# Choosing stiff boots



## Spail (Oct 28, 2013)

Hey everyone. Never had stiff boots, so need your advice here.

*Experience:* 5 seasons of riding hills near Moscow (boring short and flat slopes), went to the Alps 3 times for 7-10 days each

*Riding preferences:* all kinds of slopes, little freeride experience (definitely looking for more freeriding this winter), almost no jumping. Trying to learn some flatland tricks to have fun on flat slopes

*Board:* Nitro Team Wide '09
*Bindings:* Burton Triad '09
*Current boots:* Vans Jamie Lynn

*Story:* I had Vans Encore as my first boots, used them for a couple of seasons. Missed one season because of knee injury, and when I started snowboarding again I felt that they somehow became too small for me. So I bought Vans Jamie Lynn, and that wasn't a good decision at all. They are supposed to be stiff, but after 30 minutes of riding they loosen up a lot, and I can't control the board the way I want. Maybe it's because they're one size too big for me, maybe it's because of their traditional laces (which really suck comparing to Encore's BOA, no matter what I do I can't get em tight enough), maybe it's their liner (not tight around ankles as well), I don't know, but they just don't work for me.

So I've decided to look for new pair of boots. Fed up with traditional laces - only BOA or speed lace. Spent some time looking for good stiff boots, that's my list for now:

*Burton* - Imperial, SLX, Ion, DriverX
*DC *- Travis Rice, Judge
*Salomon* - F4, Synapse, Malamute
*Vans* - Cirro
*Ride* - RFL, Insano, Trident
*Nitro* - no flex info on their site, seems like Select, Team, Ultra are good options
*K2* - ruled them out because of bad reviews

For now I only had an opportunity to try Ion, DriverX and Malamute. Didn't like Burton's speed lace system at all, both Ion and DriverX felt really loose, just couldn't get em tight enough. Malamutes felt amazing, lacing system seems very comfortable, but they are stiff as hell, which concerns me a bit.

So here is the question - aren't these boots an overkill for my riding habits and not-so-stiff bindings and board? Can you fool around and do some jumping/flat tricks with these boots, or they are only for hardcore fast riding?


----------



## SJ10 (Mar 3, 2010)

I have the malamutes and F3.0 currently. Also used the synapse wide for a number of years.
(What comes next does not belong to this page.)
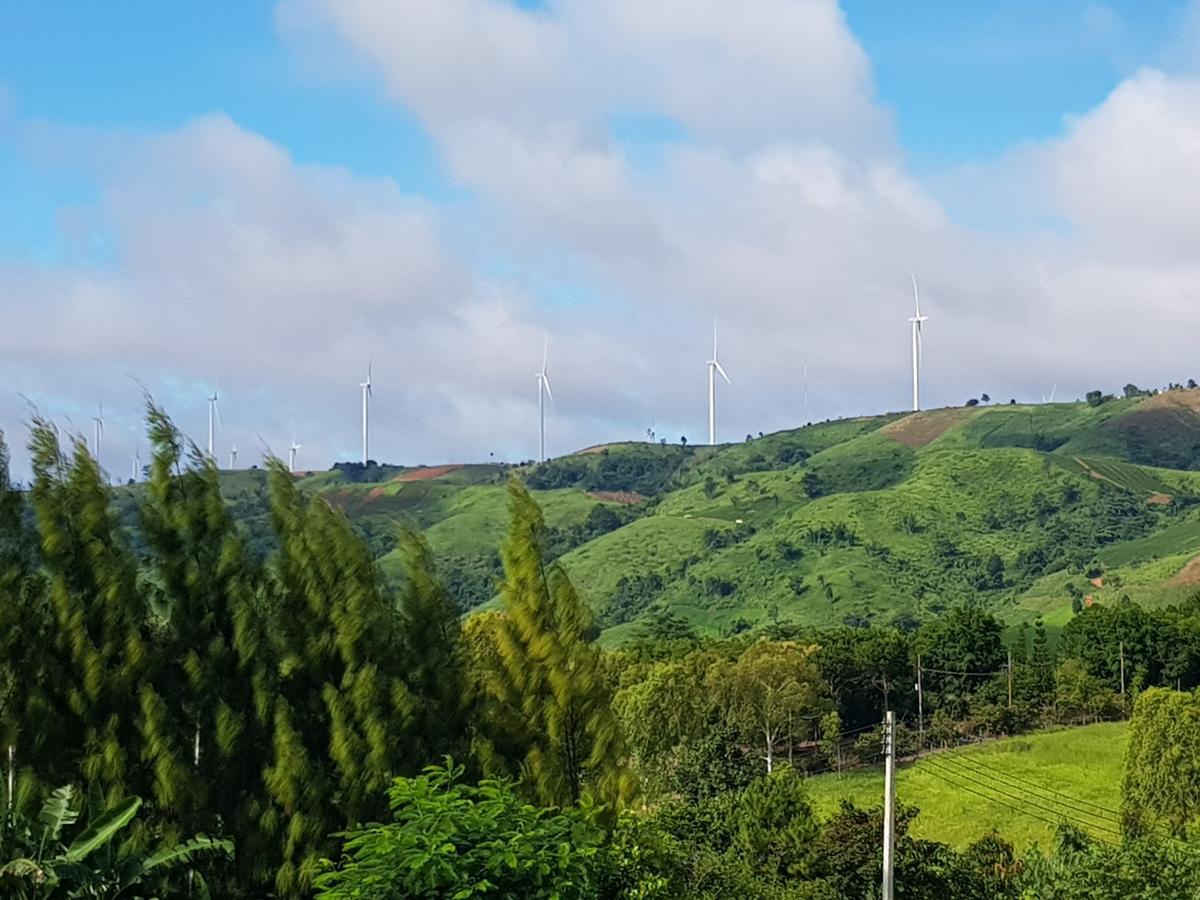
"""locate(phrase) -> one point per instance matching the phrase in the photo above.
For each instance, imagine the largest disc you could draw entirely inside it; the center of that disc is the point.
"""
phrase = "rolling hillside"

The malamute is a great boot with excellent all-day hold. I've used it in the park and for softboot carving. It is going to take to getting used to but you can adjust the tightness to some degree. Articulation through the ankles is more difficult but I have no problem with my grabs. The 4.0 would be a good choice as well. 
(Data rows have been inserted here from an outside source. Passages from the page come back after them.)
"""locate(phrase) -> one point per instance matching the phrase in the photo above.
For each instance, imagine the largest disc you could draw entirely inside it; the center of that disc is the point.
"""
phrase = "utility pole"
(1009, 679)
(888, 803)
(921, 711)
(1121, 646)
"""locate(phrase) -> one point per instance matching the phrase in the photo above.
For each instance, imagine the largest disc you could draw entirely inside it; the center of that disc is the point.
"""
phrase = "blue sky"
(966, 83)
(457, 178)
You'll notice alot less fatigue when freeriding and better board control at speed.


----------



## poutanen (Dec 22, 2011)

Just a question, you sure you're picking the right sized boots when trying them on? A proper sized boot won't need to be overtightened. Every foot is different, but I've had two pairs of Driver Xs and one pair of Serows with the speed laces and was able to tighten all of them no problem... :dunno:

Otherwise, the main thing is to try them all on and get the best fitting pair. Remember they should be snug. Toes grazing the front is okay, as long as they're not pushing on the front. Should be snug all around with little to no heel lift.


----------



## Extremo (Nov 6, 2008)

Jamie Lynn's are def not stiff. Mid-stiff at best, and that's when they're new. There are dozens of quality stiff boots out there. It's just getting the right fit that's the trick.
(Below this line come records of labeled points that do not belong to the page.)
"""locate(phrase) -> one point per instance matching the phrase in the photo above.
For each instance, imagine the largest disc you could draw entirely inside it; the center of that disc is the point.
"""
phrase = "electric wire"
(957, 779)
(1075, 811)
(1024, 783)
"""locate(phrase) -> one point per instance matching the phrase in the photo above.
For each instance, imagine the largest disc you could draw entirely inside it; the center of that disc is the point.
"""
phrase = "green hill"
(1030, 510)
I'd recommend Deeluxe Boots (Viscious, Deemon, Empire). Even their mid stiff boots are pretty stiff (I'm running the 2013 Rough Daimond which is pretty much their ID model this year). Construction quality is superb. Speedlace system is the best I've ever used. Fit is snug in a half size down (I have relatively narrow feet) so no need to over-tighten to compensate for gaps. Just something I would add to the list.


----------



## Lamps (Sep 3, 2011)

Spail said:


> Hey everyone. Never had stiff boots, so need your advice here.
> 
> *Riding preferences:* all kinds of slopes, little freeride experience (definitely looking for more freeriding this winter), almost no jumping. Trying to learn some flatland tricks to have fun on flat slopes
> 
> ...


People ride all sorts of combinations, stiff boots on soft bindings with medium boards and so on, its all personal preference. 

That said stiff boot folks tend to self identify as such (poutine the stiff boot stiff board, stiff binding fanatic for example, me to some degree as well)because they like the control of the boot or they ride specific styles that benefit from it. Your riding style doesn't to me sound like it demands a stiff boot, but you may still like a stiff boot if you like precise (but perhaps unforgiving) control. 

I suggest you go with one of the cheaper options or get old inventory to save $ and if you decide you like a stiff boot then next time around you can go for a high end stiff boot and know you're not wasting cash. Of course you must try on any boot first to get the right fit. 

I ride burton Ions with diodes and c60s on a variety of mid flex boards and I like the combination, gives me lots of control and the medium flex board gives a little forgiveness. Sometimes a little tricky for spins etc as you have to be pretty on spec with your edges, a bit demanding but good for carving and so on.


----------



## seriouscat (Jan 23, 2012)

Depends on your feet too. I have high arches and supination. Any movement within the boot is extremely painful. Choosing stiff boot + orthopedic insoles helps to eliminate any type of lift/twist. Much more comfortable.


----------